An den Katakomben angekommen sind wir unserem deutschsprachigen Guide in die Unterwelt gefolgt. Leider durften hier unten keine Fotos gemacht werden. Schade, denn die Tour war interessant und schaurig. Seit dem 3. Jahrhundert nach Christus wurden hier bis zu 500.000 Menschen bestattet. Für jede Leiche wurden in den Tuffstein kleine Nischen gehauen, um dann den Toten dort abzulegen und die Nische mit Ziegelsteinen oder Marmorplatten zu verschließen. Dadurch entstand ein Labyrinth von Gängen mit den Gräbern. Echt beeindruckend und gut, dass man es gesehen hat.
Nach dieser Tour ging es wieder zurück. Danach sind wir hinabgestiegen zum Forum Romanum, einem großen Ausgrabungsfeld von Tempelanlagen und darübergebauten Kirchen. Manch einer sagt bestimmt, es sind nur alte Steine, aber wir fanden es beeindruckend. Mit einer Videoanimation wurde einem auch gezeigt, wie es früher hier aussah. Das Wetter hielt sich jetzt auch, sogar Sonne kam raus. Danach ging es weiter zum Palladin, einem Ausgrabungsfeld von ehemaligen römischen Villen und Palästen. Hier war die Wohngegend der Kaiser und Senatoren. Rom wurde angeblich hier gegründet.
Nun waren wir wieder ganz schön fußlahm und wollten sitzen. Mit dem Hop-on Hop-off Bus sind wir bis fast zur Piazza Navona gefahren. Auf dem Weg durch enge Einkaufsgassen haben wir gesündigt und uns leckere Küchlein in einem Cafe schmecken lassen. An der Piazza angekommen sind wir in ein Lokal eingekehrt und haben uns bei einem Getränk das Treiben auf der Piazza angeschaut. Das Leben kann schön sein! Nach der kleinen Stärkung ging es in die gegenüberliegende Kirche Sant'Agnese in Agone. Heute haben wir gelernt, dass Rom 987 Kirchen hat, wir haben nun schon 13 besucht, vielleicht auch 15. Wir haben die Übersicht verloren, jede Kirche ist so prächtig, dass man es gar nicht mehr erfassen kann.

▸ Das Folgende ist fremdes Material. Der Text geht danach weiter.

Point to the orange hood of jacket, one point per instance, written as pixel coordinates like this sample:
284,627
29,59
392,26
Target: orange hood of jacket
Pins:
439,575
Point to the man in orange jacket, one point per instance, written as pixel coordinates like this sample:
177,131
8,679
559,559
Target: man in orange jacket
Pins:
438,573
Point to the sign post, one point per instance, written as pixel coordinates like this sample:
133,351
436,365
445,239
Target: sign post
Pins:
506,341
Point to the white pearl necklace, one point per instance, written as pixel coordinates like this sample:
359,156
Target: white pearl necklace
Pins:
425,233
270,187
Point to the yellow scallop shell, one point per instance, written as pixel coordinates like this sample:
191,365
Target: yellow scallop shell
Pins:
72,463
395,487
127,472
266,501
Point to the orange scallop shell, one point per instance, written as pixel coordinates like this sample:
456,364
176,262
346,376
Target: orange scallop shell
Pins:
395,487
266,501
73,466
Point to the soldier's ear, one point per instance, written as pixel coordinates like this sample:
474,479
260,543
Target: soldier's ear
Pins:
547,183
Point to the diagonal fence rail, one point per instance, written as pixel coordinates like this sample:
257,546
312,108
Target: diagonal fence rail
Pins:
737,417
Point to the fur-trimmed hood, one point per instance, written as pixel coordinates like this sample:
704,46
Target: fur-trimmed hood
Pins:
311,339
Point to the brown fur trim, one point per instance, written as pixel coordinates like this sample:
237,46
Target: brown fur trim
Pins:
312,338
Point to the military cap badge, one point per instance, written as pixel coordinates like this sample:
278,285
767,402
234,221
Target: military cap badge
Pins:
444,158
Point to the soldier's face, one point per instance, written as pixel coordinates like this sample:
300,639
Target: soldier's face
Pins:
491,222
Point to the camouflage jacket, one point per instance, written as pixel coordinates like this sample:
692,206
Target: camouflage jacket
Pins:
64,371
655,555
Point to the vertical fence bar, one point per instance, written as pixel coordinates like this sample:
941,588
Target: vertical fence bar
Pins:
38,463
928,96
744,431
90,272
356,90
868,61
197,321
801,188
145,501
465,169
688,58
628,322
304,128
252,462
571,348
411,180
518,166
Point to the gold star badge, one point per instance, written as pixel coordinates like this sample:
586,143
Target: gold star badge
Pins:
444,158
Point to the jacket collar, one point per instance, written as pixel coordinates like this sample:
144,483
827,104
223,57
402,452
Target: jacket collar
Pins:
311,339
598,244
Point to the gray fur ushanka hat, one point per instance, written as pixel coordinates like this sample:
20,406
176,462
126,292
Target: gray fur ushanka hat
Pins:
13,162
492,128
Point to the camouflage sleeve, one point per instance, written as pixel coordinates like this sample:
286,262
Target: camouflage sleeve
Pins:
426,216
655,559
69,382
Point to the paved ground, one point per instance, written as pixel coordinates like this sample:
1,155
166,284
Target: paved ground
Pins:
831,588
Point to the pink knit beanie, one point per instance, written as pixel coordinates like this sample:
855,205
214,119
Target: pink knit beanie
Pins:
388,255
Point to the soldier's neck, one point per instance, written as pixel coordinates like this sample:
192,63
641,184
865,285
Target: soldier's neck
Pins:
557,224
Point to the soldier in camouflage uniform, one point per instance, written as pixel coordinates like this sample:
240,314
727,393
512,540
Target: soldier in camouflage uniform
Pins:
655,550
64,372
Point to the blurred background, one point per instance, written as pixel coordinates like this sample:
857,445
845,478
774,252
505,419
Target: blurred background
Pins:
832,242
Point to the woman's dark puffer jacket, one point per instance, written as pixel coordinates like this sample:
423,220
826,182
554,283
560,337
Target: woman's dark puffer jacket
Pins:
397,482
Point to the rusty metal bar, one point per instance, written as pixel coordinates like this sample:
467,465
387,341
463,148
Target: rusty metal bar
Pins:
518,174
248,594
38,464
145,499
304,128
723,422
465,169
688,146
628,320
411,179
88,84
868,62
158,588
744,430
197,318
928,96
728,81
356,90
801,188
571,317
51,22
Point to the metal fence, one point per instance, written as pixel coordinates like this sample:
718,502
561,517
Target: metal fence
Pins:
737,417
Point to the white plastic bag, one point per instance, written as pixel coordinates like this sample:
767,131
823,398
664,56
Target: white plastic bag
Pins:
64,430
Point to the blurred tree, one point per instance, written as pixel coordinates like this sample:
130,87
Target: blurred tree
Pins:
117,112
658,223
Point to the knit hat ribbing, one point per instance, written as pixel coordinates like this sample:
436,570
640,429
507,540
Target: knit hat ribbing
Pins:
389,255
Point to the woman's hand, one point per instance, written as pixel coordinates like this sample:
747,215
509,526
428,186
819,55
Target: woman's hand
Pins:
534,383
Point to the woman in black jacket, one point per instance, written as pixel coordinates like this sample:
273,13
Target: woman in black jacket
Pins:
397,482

Nun waren es zu unserem Hotel noch knapp 40 min Fußmarsch durch die Stadt. Dank Handynavigation ist es kein Problem den Weg zu finden. Vorbei ging es entlang von kleinen und großen Straßen und unzähligen interessanten Geschäften und Restaurants in Richtung Hotel. Überall war Leben auf den Straßen und den Märkten. Rom ist zum Shoppen ein idealer Ausgangspunkt. Vieles findet man so nicht in Berlin.
Vorbei gekommen sind wir auch am ehemaligen Pompeiustheater am Largo di Torre Argentina. Hier wurde 44 vor Christus Kaiser Caesar ermordet. Überliefert sind dabei die letzten Worte von ihm: „Auch Du, mein Sohn Brutus“.